Fififizz · 04/06/2024 09:01

@DoesItEverGetEasier
Sounds a lot like my DS. He doesn’t like group activities so I’m constantly searching for coaching to get him into something but it’s hard. Other than that he does cricket and football and online the rest of the time. Hated scouts, group tennis lessons, golf etc. I feel so guilty he’s online so much. It’s not what I anticipated.

Liz79k · 04/06/2024 17:44

Thank you for all of your responses. I'm sorry that other kids are going through the same thing. It's much harder once they become teenagers/ young adults. There is only so much we can do in these situations. I do think that the Covid Lockdowns have caused alot of damage with regards to our young people. The secondary school years are crucial in aiding their social development. Also the way they socialise has changed so much. Everything is all online and seeing other kids looking like they are having a great time on their Snap Chat posts must make the isolation feel even worse.

I really hope things get better for our young people and they all go on to find their tribe.

OP posts:
Toomuchtrouble4me · 07/09/2024 22:00

Me too ☹️ he’s indoors now, sad as he’s seen online that the closest thing he has to friends are all out together - he wasn’t invited. He never is, he’s anxious, but a really nice thoughtful boy. It’s awful.
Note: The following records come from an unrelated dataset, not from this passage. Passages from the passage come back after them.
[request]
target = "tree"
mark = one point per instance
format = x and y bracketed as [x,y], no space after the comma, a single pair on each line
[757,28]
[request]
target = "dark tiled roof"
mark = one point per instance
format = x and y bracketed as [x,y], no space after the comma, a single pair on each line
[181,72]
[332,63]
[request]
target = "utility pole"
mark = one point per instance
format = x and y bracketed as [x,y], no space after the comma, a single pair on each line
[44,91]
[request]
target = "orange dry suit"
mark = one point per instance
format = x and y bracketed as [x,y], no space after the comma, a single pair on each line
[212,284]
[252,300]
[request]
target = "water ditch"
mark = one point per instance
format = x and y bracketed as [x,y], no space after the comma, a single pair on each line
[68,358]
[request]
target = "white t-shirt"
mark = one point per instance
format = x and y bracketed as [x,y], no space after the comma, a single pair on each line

GreySweater · 07/09/2024 22:21

I'm so sorry to hear that. I have a 14yr old DD and I really worry for her. Rarely goes out, seems to fall out with friends when she does have them. Hasn't done anything for her birthday for years because she doesn't have the confidence to invite people anywhere. Sometimes she won't even leave my side in a shop because she feels anxious / self conscious. It's just very sad indeed.

Hard to know how to help them. Especially when it's shoved in their faces via Snap Chat etc, as you say. Some of me just hopes they become a little desensitised to it all. But it is hurtful. Sending you a big hug x

familyissues12345 · 08/09/2024 00:13

Yes, same situation here. Lovely 15 year old lad, who very very rarely socialises outside of school. Has a couple of mates at school, who he's known since he was tiny, but it's a funny old situation - they're brothers so either they are both around or neither are (most likely).
My heart breaks for DS. He doesn't have the confidence to "expand" his group, but wants friends.
His big brother is very sociable, and he idolises him which is also really hard.